The spiritual crisis engulfing the West entails not only revisionist academics’ skepticism concerning the Resurrection as an historical fact, or of the doctrine of the Trinity. So decadent and thoroughgoing is the skepticism of modern man that a willful embrace of ugliness, a worship of personal power for its own sake, and an unrestrained exaltation of the self are the most obvious features of our culture and our public life. A rejection of form as such is implicated here. There is a calamitous discordancy in all our public rituals. Our national anthem is seldom performed with reverence and beauty, being reduced to wild and extravagant displays of “range” on the part of the performer. The confused Novus Ordo Catholic liturgy celebrated in virtually every contemporary parish lurches from the sudden, crashing onset of noise, to awkward silence, is afflicted by incessant contradiction in the movement of the unconsecrated to and from the altar, and suffers from a near-complete absence of coherent form that is the necessary picture frame of ritual.
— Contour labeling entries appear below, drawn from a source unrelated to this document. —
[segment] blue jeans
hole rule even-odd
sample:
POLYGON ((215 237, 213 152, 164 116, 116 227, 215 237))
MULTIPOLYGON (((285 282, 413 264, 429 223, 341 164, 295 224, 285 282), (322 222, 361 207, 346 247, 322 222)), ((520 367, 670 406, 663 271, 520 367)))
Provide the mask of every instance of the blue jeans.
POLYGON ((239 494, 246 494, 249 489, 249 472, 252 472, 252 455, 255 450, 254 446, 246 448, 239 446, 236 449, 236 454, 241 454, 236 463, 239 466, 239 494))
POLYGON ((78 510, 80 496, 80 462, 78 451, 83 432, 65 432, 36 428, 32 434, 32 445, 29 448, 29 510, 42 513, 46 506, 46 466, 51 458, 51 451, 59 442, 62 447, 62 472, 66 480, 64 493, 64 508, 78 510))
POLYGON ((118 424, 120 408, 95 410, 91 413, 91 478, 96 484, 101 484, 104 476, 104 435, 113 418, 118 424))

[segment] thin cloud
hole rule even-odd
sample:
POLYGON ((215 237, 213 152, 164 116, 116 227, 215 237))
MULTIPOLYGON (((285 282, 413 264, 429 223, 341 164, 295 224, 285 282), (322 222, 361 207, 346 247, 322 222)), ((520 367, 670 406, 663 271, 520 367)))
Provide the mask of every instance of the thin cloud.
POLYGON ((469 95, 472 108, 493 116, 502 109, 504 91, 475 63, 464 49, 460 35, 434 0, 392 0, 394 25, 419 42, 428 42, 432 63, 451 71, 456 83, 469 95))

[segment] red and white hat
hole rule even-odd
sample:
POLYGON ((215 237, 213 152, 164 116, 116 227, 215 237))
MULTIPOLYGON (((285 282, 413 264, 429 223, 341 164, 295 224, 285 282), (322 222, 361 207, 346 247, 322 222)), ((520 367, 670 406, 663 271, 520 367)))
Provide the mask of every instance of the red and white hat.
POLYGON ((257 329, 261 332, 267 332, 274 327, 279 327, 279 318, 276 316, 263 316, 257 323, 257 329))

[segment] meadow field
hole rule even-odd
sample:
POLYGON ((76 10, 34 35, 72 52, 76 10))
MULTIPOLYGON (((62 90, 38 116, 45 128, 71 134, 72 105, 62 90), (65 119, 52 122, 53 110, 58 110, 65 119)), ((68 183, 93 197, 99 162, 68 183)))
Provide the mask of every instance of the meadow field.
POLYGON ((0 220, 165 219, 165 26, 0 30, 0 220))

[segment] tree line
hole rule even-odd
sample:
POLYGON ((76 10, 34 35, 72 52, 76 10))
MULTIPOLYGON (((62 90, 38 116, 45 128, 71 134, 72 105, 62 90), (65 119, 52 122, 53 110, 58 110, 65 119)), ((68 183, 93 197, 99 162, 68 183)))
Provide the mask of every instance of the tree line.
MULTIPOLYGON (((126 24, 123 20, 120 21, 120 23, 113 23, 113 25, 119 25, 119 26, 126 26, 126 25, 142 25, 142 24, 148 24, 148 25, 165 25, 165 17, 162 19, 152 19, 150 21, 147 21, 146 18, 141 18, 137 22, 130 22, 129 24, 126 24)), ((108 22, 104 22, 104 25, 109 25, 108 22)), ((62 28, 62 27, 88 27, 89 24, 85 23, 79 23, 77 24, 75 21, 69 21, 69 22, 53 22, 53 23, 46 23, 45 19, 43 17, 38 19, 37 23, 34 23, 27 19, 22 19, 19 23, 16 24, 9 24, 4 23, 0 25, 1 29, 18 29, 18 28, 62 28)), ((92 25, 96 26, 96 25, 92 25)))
Disorientation is our preferred orientation...
Some have not realized that music performed badly sounds even worse when amplified.
Think about what Jesus did with wine - instantly made the best wine.
Jesus rose from the dead, in a physical body.
This is a fact.
Jesus did not rise from the dead.
This is also a fact.
Only one of those is a true fact.
I was taught (perhaps wrongly... it was a public school) that a "fact" was a statement that could (at least in theory) be verified as true or false. As opposed to an opinion.
The "empty tomb" is approximately as "historical" as the physical resurrection. There is no verifiable historical evidence, in the secular academic sense, for either one.
Alas, I was taught something entirely different, in a public school. And I checked definitions before I posted to see if I might have been in error. Sorry if you disagree with me and what I take to be the prevailing viewpoint on the definition of "fact."
And if Christ be not risen again, then is our preaching vain, and your faith is also vain.